Configuring Short-Circuit Reads
So-called "short-circuit" reads bypass the DataNode, allowing a client to read the file directly, as long as the client is co-located with the data. Short-circuit reads provide a substantial performance boost to many applications and help improve HBase random read profile and Impala performance.
Short-circuit reads require libhadoop.so (the Hadoop Native Library) to be accessible to both the server and the client. libhadoop.so is not available if you have installed from a tarball.

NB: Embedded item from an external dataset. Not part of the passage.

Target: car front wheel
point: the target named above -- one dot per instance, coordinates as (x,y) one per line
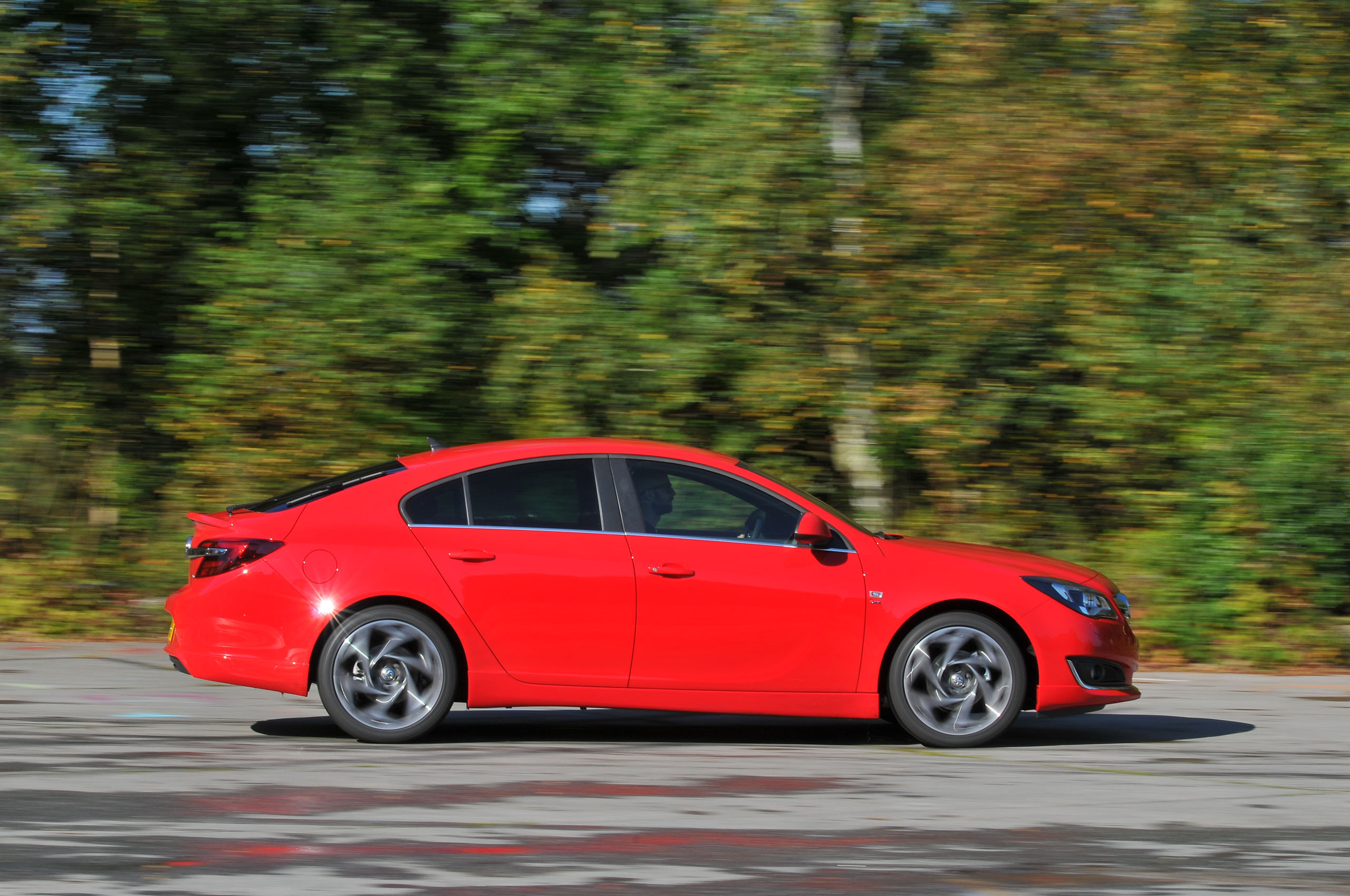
(958,680)
(388,675)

You must install from an .rpm, .deb, or parcel in order to use short-circuit local reads.
Configuring Short-Circuit Reads Using Cloudera Manager
Minimum Required Role: Configurator (also provided by Cluster Administrator, Full Administrator)
- Go to the HDFS service.
- Click the Configuration tab.
- Type "shortcircuit" into the Search field to display the Enable HDFS Short Circuit Read property, and verify that this feature is enabled (set to True).
- Go to the HBase service.
- Click the Configuration tab.
- Search for "shortcircuit".
- Verify that the Enable HDFS Short Circuit Read property is enabled.
Configuring Short-Circuit Reads Using the Command Line
<property> <name>dfs.client.read.shortcircuit</name> <value>true</value> </property> <property> <name>dfs.client.read.shortcircuit.streams.cache.size</name> <value>1000</value> </property> <property> <name>dfs.client.read.shortcircuit.streams.cache.expiry.ms</name> <value>10000</value> </property> <property> <name>dfs.domain.socket.path</name> <value>/var/run/hadoop-hdfs/dn._PORT</value> </property>
If /var/run/hadoop-hdfs/ is group-writable, make sure its group is root.